The document presented by General Assembly President Jean Ping of Gabon Friday, June 3, contains lofty goals.

They are aimed at making the U.N. more efficient, open and accountable after a year of scandals over the Iraq oil-for-food program and sex abuse by U.N. peacekeepers.

But the proposal sidesteps the most contentious issues facing the membership, including Security Council enlargement, defining terrorism and guidelines for using force

The question of expanding the Security Council is already threatening to wreck the entire process.

The most popular expansion plan would create six new permanent Council seats and four additional non-permanent seats.

Its main backers, Brazil, India, Germany and Japan, known as the G-four, are pushing for a General Assembly vote on the plan this month as part of a strategy that would have them named permanent Council members as early as September, along with two African countries.

China's U.N. Ambassador Wang Guangya last week called the G-four proposal "dangerous". He said forcing an early vote on the measure could split the U.N. membership and derail the entire reform process.

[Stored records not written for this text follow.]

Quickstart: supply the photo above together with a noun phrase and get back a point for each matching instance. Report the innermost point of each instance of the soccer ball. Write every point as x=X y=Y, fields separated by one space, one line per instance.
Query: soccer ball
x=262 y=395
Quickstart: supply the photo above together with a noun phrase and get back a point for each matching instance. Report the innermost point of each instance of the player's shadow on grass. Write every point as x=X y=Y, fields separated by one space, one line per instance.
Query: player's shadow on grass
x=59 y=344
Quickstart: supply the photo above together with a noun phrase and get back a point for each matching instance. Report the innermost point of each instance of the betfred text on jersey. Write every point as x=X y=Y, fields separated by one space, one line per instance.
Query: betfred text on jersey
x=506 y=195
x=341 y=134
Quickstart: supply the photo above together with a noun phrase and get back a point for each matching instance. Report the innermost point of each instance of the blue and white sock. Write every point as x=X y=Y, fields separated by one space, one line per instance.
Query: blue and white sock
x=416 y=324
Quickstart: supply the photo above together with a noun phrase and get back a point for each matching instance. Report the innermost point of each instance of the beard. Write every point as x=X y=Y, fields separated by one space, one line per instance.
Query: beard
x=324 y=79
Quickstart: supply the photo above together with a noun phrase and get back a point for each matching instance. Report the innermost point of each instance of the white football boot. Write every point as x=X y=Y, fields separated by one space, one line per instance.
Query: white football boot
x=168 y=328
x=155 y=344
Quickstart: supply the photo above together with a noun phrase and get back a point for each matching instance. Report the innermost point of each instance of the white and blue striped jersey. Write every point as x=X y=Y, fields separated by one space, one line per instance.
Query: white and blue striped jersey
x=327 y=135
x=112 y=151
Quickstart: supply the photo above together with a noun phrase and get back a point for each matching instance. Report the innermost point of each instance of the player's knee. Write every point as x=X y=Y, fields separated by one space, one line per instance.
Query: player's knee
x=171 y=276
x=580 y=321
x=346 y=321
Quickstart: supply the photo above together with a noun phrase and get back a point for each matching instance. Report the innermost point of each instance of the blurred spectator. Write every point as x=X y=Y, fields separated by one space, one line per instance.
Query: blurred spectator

Speaking to Voice of America, Ambassador Wang said there is too little time between now and September to consider such an important decision.

"I think there are many good points in other formulas. I think that's why we need more time to discuss a good formula," Mr. Wang says.

The United States is also cool to the G-4 proposal. Washington has endorsed Japan's candidacy, but has made no commitment on the others.

G-four ambassadors express confidence they have the backing of two-thirds majority, or 128 countries necessary to win approval of their plan in the General Assembly.

But German Ambassador Gunther Pleuger says intense negotiations are under way in hopes of avoiding a damaging split.

"The G-4 has put on table a clear-cut proposal for a draft resolution, but there are several other proposals on the table, quite a few, and we want to find out what the status of all of these proposals is, and whether there is a possibility of agreement," Mr. Pleuger says.

Ambassador Pleuger said the G-four countries are determined to push for a vote on expansion in the next few weeks.

But even if the assembly approves the creation of new permanent seats, the current permanent members still have an effective veto. The legislatures of all five permanent members must ratify any change in the U.N. charter.

German and Brazilian diplomats have said they hope a strong vote of support for their plan will isolate opponents and force them to give in to the enlargement plan. But opponents, led by veto-wielding China, show no sign of budging.

The stage is set for months of hard bargaining in advance of the September summit, leading many U.N. diplomats to conclude that the U.N. reform will once again prove impossible.

Still, General Assembly President Jean Ping says he remains optimistic that a workable compromise can be found.

"I can assure you that nothing is impossible," he says.

Diplomats involved in the negotiations say dozens of meetings are planned in the coming days on various aspects of the overall document, both in New York and in capitals.

The outcome of these talks will determine the relative success, or failure, of the September summit.